Voor het beperken van vermijdbare administratieve lasten werken de VNG en Branches samen en hebben zij drie uitvoeringsvarianten met standaardartikelen ontwikkeld. Voor het geval de navolging bij gemeenten en aanbieders achterblijft bij de verwachtingen, wil ik de mogelijkheid hebben deze navolging af te dwingen. Het wetsvoorstel «wijziging van de Jeugdwet en de Wet maatschappelijke ondersteuning 2015 in verband met het verminderen van de uitvoeringslasten» dat dit mogelijk maakt, gaat in mei 2017 in consultatie.

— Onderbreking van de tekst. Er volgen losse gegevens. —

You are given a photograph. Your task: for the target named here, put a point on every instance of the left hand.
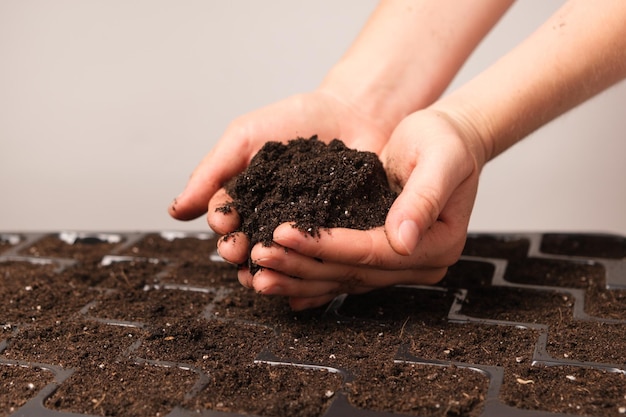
(437, 167)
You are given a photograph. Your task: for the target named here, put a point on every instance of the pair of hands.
(428, 155)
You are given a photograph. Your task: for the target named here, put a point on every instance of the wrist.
(374, 94)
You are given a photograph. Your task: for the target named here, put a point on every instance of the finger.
(347, 246)
(234, 248)
(244, 277)
(345, 278)
(222, 216)
(425, 194)
(269, 282)
(217, 167)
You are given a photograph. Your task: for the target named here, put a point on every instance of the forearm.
(408, 53)
(577, 53)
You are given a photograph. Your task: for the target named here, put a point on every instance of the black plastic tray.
(581, 249)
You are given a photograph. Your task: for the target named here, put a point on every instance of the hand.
(319, 113)
(432, 159)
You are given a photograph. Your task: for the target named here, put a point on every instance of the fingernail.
(408, 234)
(174, 203)
(272, 290)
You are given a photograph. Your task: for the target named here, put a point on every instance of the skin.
(433, 150)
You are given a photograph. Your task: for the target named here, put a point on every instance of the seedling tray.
(137, 324)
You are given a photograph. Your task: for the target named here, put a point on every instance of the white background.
(107, 106)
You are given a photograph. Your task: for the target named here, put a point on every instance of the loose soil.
(168, 326)
(312, 184)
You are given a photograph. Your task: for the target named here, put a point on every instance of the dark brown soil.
(168, 327)
(19, 384)
(313, 184)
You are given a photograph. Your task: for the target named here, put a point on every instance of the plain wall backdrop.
(107, 106)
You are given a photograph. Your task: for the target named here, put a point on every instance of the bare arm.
(579, 52)
(402, 61)
(407, 54)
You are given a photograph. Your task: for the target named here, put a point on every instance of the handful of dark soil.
(312, 184)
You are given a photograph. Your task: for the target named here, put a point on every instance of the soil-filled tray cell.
(243, 304)
(18, 384)
(517, 305)
(71, 343)
(202, 275)
(122, 273)
(86, 248)
(143, 305)
(205, 344)
(35, 292)
(555, 273)
(268, 390)
(468, 274)
(7, 241)
(351, 347)
(398, 304)
(421, 390)
(609, 304)
(175, 247)
(470, 343)
(123, 389)
(504, 247)
(585, 245)
(565, 389)
(603, 342)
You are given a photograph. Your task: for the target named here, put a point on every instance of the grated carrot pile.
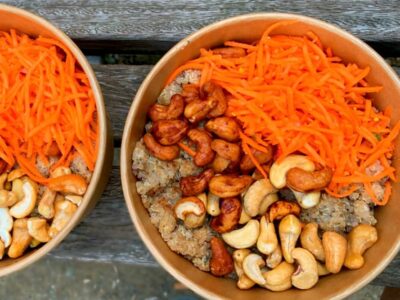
(292, 93)
(46, 105)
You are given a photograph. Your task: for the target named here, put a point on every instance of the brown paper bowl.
(249, 28)
(23, 21)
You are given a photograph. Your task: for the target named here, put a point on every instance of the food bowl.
(23, 21)
(249, 28)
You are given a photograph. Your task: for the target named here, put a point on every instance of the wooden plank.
(161, 21)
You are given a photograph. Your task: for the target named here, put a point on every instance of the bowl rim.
(125, 159)
(104, 136)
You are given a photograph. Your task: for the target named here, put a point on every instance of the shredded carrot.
(45, 103)
(293, 93)
(187, 149)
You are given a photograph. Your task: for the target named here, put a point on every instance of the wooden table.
(152, 27)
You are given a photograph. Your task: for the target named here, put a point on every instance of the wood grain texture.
(165, 20)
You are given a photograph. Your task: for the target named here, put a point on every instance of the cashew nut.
(306, 275)
(279, 279)
(224, 127)
(255, 195)
(169, 132)
(280, 209)
(303, 181)
(20, 238)
(244, 282)
(167, 112)
(7, 198)
(310, 241)
(64, 210)
(229, 216)
(213, 208)
(266, 202)
(221, 262)
(166, 153)
(24, 207)
(359, 239)
(335, 247)
(252, 265)
(244, 237)
(244, 218)
(187, 209)
(204, 153)
(277, 174)
(267, 240)
(226, 186)
(68, 184)
(39, 229)
(6, 224)
(307, 200)
(46, 203)
(322, 270)
(289, 232)
(274, 258)
(195, 184)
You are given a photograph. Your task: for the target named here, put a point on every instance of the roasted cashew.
(279, 279)
(244, 237)
(304, 181)
(310, 241)
(225, 186)
(335, 247)
(213, 92)
(190, 206)
(289, 232)
(7, 198)
(221, 262)
(24, 207)
(167, 112)
(159, 151)
(360, 238)
(267, 240)
(68, 184)
(277, 174)
(280, 209)
(190, 92)
(229, 52)
(46, 203)
(213, 208)
(246, 164)
(196, 184)
(274, 258)
(64, 211)
(204, 153)
(229, 216)
(224, 127)
(267, 202)
(38, 229)
(198, 109)
(307, 200)
(306, 275)
(20, 238)
(169, 132)
(244, 282)
(6, 224)
(255, 195)
(15, 174)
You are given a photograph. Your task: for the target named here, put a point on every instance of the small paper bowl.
(250, 28)
(26, 22)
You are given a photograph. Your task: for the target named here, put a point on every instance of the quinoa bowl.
(28, 28)
(250, 28)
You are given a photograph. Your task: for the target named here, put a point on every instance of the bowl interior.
(23, 21)
(250, 28)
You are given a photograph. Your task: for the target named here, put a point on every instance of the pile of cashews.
(28, 219)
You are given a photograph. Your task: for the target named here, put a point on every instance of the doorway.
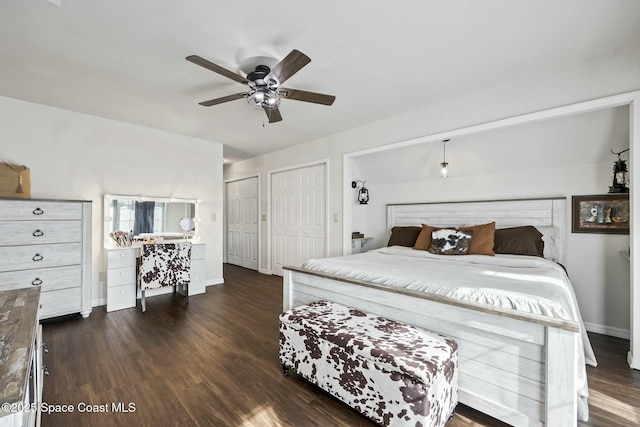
(242, 222)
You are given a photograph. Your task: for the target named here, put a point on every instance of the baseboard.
(608, 330)
(218, 281)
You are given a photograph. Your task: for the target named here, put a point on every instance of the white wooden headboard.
(540, 213)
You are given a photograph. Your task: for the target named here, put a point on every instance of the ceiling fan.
(264, 83)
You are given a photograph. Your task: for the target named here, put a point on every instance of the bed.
(522, 352)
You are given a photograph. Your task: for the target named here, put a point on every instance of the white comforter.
(523, 283)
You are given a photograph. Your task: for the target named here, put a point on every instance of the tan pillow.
(424, 238)
(482, 240)
(526, 240)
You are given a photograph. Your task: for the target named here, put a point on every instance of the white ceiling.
(124, 59)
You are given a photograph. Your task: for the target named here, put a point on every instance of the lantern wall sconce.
(444, 166)
(620, 182)
(363, 193)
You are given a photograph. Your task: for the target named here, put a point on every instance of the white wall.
(538, 90)
(81, 157)
(558, 157)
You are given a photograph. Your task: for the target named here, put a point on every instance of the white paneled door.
(298, 219)
(242, 222)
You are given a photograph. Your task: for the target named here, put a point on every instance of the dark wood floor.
(214, 362)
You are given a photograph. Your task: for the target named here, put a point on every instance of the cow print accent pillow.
(450, 242)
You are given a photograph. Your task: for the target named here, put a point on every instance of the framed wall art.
(602, 213)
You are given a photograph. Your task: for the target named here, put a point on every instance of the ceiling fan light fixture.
(261, 98)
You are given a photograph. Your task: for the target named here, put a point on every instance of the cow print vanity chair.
(164, 264)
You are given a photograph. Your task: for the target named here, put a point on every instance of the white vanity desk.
(173, 221)
(122, 290)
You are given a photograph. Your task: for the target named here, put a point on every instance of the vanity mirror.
(138, 218)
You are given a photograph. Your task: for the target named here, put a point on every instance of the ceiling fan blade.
(303, 95)
(216, 68)
(223, 99)
(273, 115)
(290, 65)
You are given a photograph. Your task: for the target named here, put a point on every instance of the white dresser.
(122, 290)
(47, 243)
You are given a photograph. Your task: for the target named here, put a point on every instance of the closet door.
(242, 222)
(298, 216)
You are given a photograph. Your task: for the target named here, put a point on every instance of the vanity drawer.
(198, 251)
(39, 232)
(117, 258)
(50, 279)
(39, 210)
(39, 256)
(119, 297)
(121, 276)
(57, 303)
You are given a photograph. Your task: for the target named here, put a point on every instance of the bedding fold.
(522, 283)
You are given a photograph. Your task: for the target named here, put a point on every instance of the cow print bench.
(391, 372)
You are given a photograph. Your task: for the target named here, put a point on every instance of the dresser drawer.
(198, 251)
(39, 256)
(57, 303)
(121, 276)
(117, 258)
(39, 210)
(119, 297)
(50, 279)
(39, 232)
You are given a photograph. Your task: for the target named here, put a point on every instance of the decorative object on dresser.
(15, 181)
(21, 369)
(603, 214)
(47, 243)
(620, 182)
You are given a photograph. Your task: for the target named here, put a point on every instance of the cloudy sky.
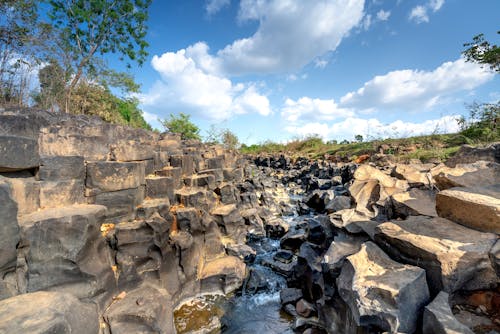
(336, 68)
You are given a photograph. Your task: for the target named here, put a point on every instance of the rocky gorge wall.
(106, 228)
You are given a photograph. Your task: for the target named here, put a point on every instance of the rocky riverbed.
(108, 229)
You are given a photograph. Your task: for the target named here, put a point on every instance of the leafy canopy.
(181, 125)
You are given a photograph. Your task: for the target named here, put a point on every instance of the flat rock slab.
(64, 249)
(414, 202)
(46, 313)
(146, 309)
(18, 153)
(478, 174)
(381, 292)
(455, 257)
(438, 318)
(477, 208)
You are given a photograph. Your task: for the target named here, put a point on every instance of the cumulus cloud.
(214, 6)
(373, 128)
(414, 89)
(383, 15)
(419, 14)
(190, 81)
(308, 109)
(290, 33)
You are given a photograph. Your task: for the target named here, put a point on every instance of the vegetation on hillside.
(67, 49)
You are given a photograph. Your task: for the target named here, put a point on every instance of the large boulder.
(46, 312)
(9, 238)
(145, 309)
(477, 208)
(381, 292)
(65, 251)
(455, 257)
(438, 318)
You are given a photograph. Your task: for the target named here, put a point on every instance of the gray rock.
(438, 318)
(454, 257)
(65, 251)
(381, 292)
(146, 309)
(18, 153)
(46, 312)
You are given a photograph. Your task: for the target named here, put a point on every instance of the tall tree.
(99, 27)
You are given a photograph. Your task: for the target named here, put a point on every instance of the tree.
(482, 52)
(99, 27)
(181, 125)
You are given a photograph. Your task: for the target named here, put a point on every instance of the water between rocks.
(255, 308)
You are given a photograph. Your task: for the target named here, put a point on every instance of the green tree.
(99, 27)
(482, 52)
(181, 125)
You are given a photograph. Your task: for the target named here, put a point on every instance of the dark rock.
(146, 309)
(64, 250)
(18, 153)
(46, 312)
(61, 168)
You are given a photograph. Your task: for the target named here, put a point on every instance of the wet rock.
(338, 203)
(9, 238)
(381, 292)
(438, 318)
(455, 257)
(290, 296)
(46, 312)
(477, 208)
(305, 309)
(146, 309)
(65, 251)
(18, 153)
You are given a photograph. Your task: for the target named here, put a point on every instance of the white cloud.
(190, 81)
(214, 6)
(290, 33)
(373, 128)
(309, 109)
(419, 14)
(383, 15)
(414, 90)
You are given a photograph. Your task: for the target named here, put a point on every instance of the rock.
(469, 154)
(305, 309)
(290, 295)
(411, 174)
(413, 203)
(146, 309)
(106, 176)
(18, 153)
(338, 203)
(455, 257)
(61, 168)
(47, 312)
(160, 187)
(65, 251)
(477, 208)
(343, 246)
(9, 238)
(438, 318)
(478, 174)
(381, 292)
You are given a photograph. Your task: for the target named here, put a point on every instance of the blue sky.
(284, 69)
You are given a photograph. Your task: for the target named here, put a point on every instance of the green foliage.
(181, 125)
(483, 123)
(482, 52)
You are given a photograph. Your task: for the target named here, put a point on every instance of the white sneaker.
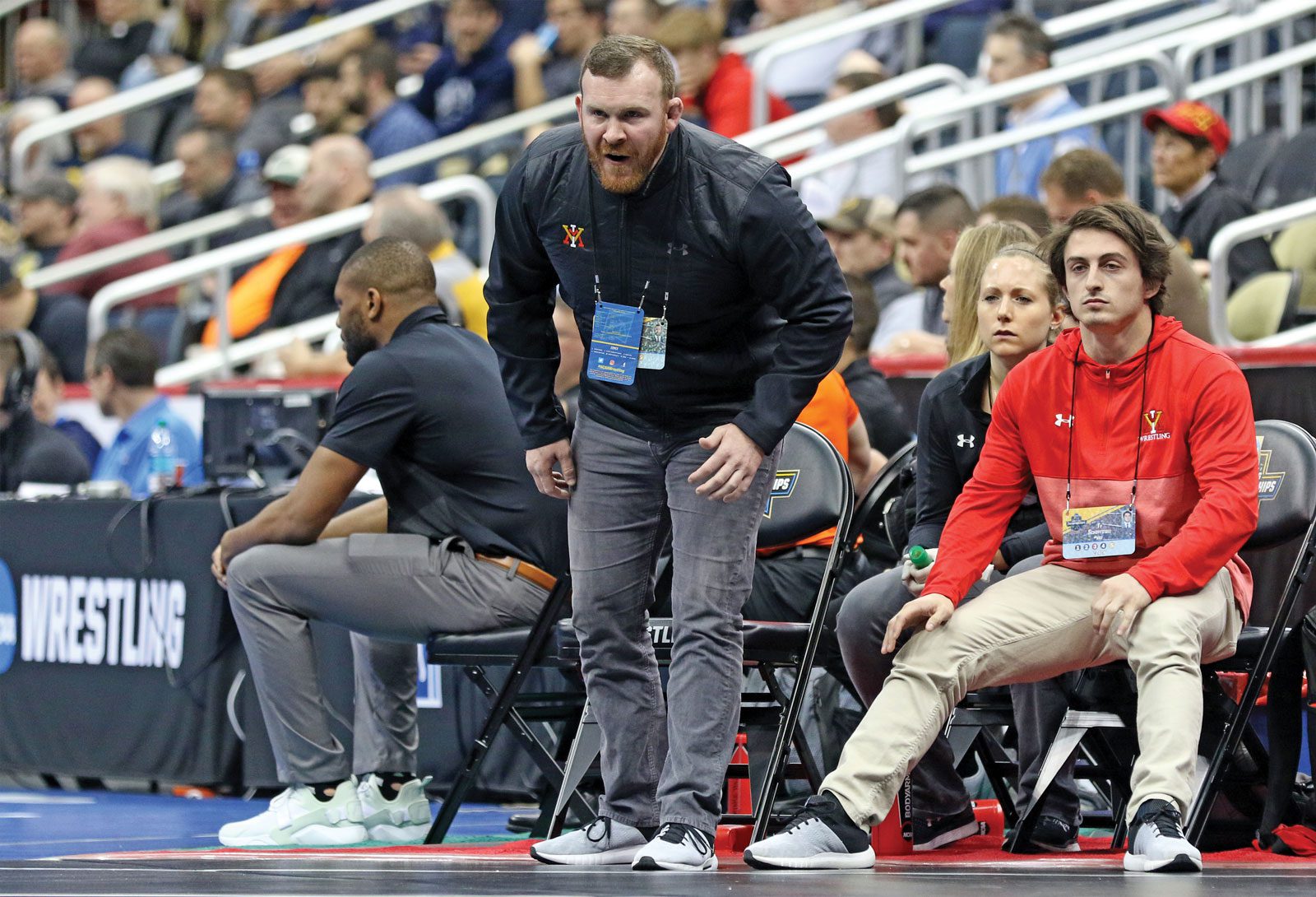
(603, 842)
(678, 847)
(401, 818)
(1157, 842)
(298, 818)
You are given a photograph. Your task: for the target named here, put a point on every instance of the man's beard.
(632, 177)
(357, 344)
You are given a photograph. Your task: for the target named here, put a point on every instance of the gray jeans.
(392, 592)
(661, 763)
(936, 788)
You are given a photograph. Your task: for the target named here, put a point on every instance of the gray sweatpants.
(392, 592)
(661, 763)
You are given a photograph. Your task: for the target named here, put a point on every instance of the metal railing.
(748, 45)
(985, 148)
(1245, 36)
(892, 13)
(901, 11)
(207, 227)
(221, 261)
(1162, 33)
(215, 361)
(1103, 15)
(1217, 295)
(188, 78)
(888, 91)
(1253, 76)
(982, 105)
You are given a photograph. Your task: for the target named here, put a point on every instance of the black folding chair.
(811, 493)
(1287, 504)
(520, 649)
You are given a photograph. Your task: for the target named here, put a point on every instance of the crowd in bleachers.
(243, 135)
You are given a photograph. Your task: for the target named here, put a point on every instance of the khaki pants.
(1036, 626)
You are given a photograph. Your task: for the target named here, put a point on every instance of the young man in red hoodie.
(1142, 443)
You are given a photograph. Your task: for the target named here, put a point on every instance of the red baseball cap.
(1193, 120)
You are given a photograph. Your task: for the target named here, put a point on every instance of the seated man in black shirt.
(462, 541)
(30, 451)
(1189, 142)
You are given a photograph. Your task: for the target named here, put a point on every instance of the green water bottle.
(919, 556)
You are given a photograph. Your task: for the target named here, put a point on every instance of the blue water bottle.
(164, 467)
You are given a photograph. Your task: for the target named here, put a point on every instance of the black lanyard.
(1138, 451)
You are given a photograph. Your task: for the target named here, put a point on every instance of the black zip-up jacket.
(758, 311)
(952, 431)
(1202, 217)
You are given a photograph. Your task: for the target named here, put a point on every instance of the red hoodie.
(725, 98)
(1197, 501)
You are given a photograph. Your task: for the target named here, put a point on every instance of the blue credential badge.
(1110, 531)
(615, 346)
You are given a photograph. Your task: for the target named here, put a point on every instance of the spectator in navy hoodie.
(368, 82)
(471, 79)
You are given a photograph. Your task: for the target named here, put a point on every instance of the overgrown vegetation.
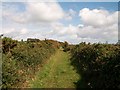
(21, 59)
(99, 65)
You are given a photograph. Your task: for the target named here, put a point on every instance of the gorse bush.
(21, 59)
(99, 64)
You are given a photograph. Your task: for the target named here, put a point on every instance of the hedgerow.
(98, 65)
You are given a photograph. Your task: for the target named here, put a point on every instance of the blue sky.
(110, 6)
(71, 21)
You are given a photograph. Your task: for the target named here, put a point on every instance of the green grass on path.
(56, 73)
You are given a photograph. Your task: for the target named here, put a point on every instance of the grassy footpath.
(56, 73)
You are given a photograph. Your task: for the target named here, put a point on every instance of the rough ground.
(56, 73)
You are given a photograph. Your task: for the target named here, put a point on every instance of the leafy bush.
(21, 59)
(99, 64)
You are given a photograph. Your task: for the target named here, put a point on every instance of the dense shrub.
(21, 59)
(99, 64)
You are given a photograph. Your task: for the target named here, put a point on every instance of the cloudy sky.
(74, 22)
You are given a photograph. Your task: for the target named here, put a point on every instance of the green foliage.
(21, 59)
(99, 64)
(8, 44)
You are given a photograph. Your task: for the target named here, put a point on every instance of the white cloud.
(70, 14)
(98, 18)
(36, 12)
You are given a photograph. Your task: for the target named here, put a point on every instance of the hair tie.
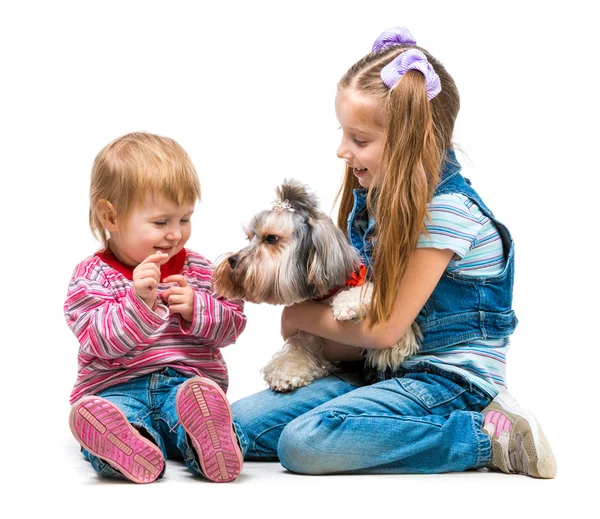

Ten aanzien van aanbestedingen heb ik in het algemeen overleg van 23 februari al aangegeven dat het hier om Europese regelgeving gaat die ik niet direct kan beïnvloeden. Tijdens het VAO van 23 februari is de gewijzigde motie van de leden Ypma (PvdA) en Keijzer (CDA) over dialooggerichte gunning en raamovereenkomsten om diensten in te kopen (t.v.v. Kamerstuk 31 839, nr. 562) aangenomen (Kamerstuk 31 839, nr. 569). Hierin wordt de regering verzocht samen met de VNG en aanbieders duidelijkheid en ondersteuning te verschaffen over de dialooggerichte gunning en raamovereenkomsten om diensten in te kopen en over de vereenvoudigde procedure bij aanbestedingen. Naast het Kennis- en Ontwikkelcentrum Inkoop Sociaal Domein dat bij PIANOo, het expertisecentrum aanbesteden van EZ, wordt ingericht, zal er een regieteam worden ingesteld om aan deze motie uitvoering te geven
De decentralisatie is pas sinds 2015 van kracht. In 2015 stond het overgangsrecht en zorgcontinuiteit centraal. Door onder meer de Transitie Autoriteit jeugd is geconstateerd dat er geen kinderen tussen wal en schip zijn gevallen. De transformatie begint op gang te komen. Het is niet realistisch te veronderstellen dat een majeure operatie als de decentralisatie van de Jeugdwet binnen een tijdsbestek van twee jaar volledig tot zijn recht komt.
Desalniettemin doe ik er alles aan, om de transformatie zo voorspoedig mogelijk te laten verlopen. Een eerste beeld over de Jeugdwet, verwacht in ik begin 2018, als de tussenevaluatie over Jeugdwet verschijnt.